NEW YORK, March 19 (Xinhua) -- U.S. stocks closed mixed in volatile trading on Tuesday, with the Dow Jones Industrial Average index managing to close in positive territory amid uncertainties in Cyprus after its parliament rejected a proposed tax on bank deposits.
The blue-chip index edged up 3.76 points, or 0.03 percent, to 14,455.82. The broader Standard & Poor's 500-stock Index shed 3.76 points, or 0.24 percent, to 1,548.34. The tech-heavy Nasdaq Composite Index slid 8.49 points, or 0.26 percent, to 3,229.10.

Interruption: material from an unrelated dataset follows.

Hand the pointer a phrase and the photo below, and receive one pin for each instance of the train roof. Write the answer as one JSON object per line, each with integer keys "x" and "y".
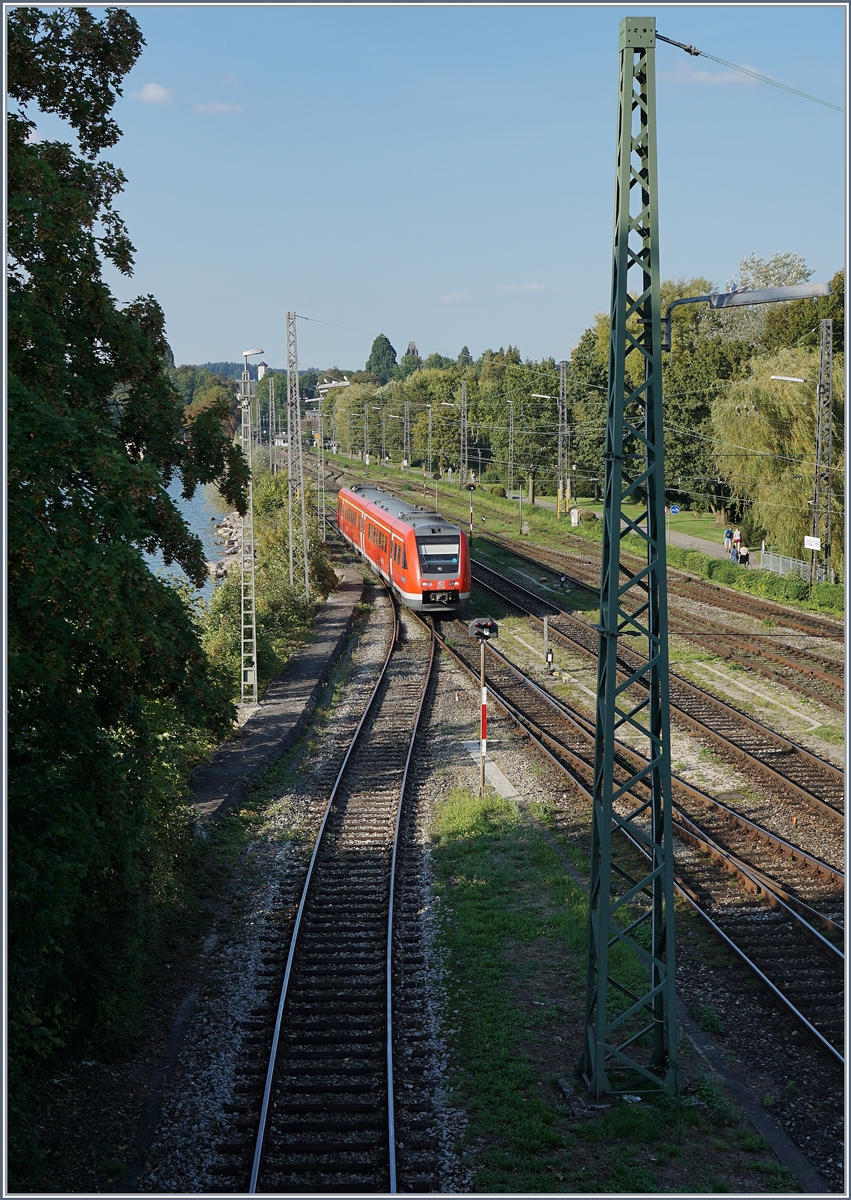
{"x": 421, "y": 520}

The main stock indices opened higher, bouncing back from a two- session drop, as U.S. building permits in February came in better than expected and investors' fears over the Cyprus crisis eased.
However, the market began to plunge sharply around midday trading, hit by concerns about a possible default for Cyprus.
The stocks rebounded gradually in the afternoon trading despite Cypriot lawmakers rejected the plan to levy on bank deposits which was the terms of a eurozone bailout deal, as investors took the dip as buying opportunities.
On the economic front, U.S. privately-owned housing starts in February were at a seasonally adjusted annual rate of 917,000, which was 0.8 percent above the revised January estimate of 910, 000 and 27.7 percent above the year-ago level, the Commerce Department said Tuesday.
Meanwhile, building permits, an indication of future demand, rose 4.6 percent from the prior month to a seasonally adjusted annual rate of 946,000 in February, the Commerce Department added.
Shares of homebuilders reacted positively to the climbing building permits which pointed to a sustained recovery in the real estate market, with shares of KB Home and Toll Brothers gaining 2. 99 percent and 1.14 percent respectively.
Citigroup shares slipped 0.97 percent to 45.79 U.S. dollars, one day after the bank giant announced it had agreed, subject to court approval, to settle a class action lawsuit brought on behalf of investors who purchased Citigroup debt and preferred stock during the period of May 11, 2006, through Nov. 28, 2008.
Shares of Lululemon Athletica dipped 2.76 percent to 64.08 dollars after the apparel producer announced that some of its black luon pants fell short of expected quality standards and it had pulled them from its floors and website.
The market has been also eyeing the ongoing Federal Open Market Committee meeting. In light of the Cyprus crisis and a volatile global recovery, Federal Reserve Chairman Ben Bernanke is expected to continue to offer his support for massive asset purchases.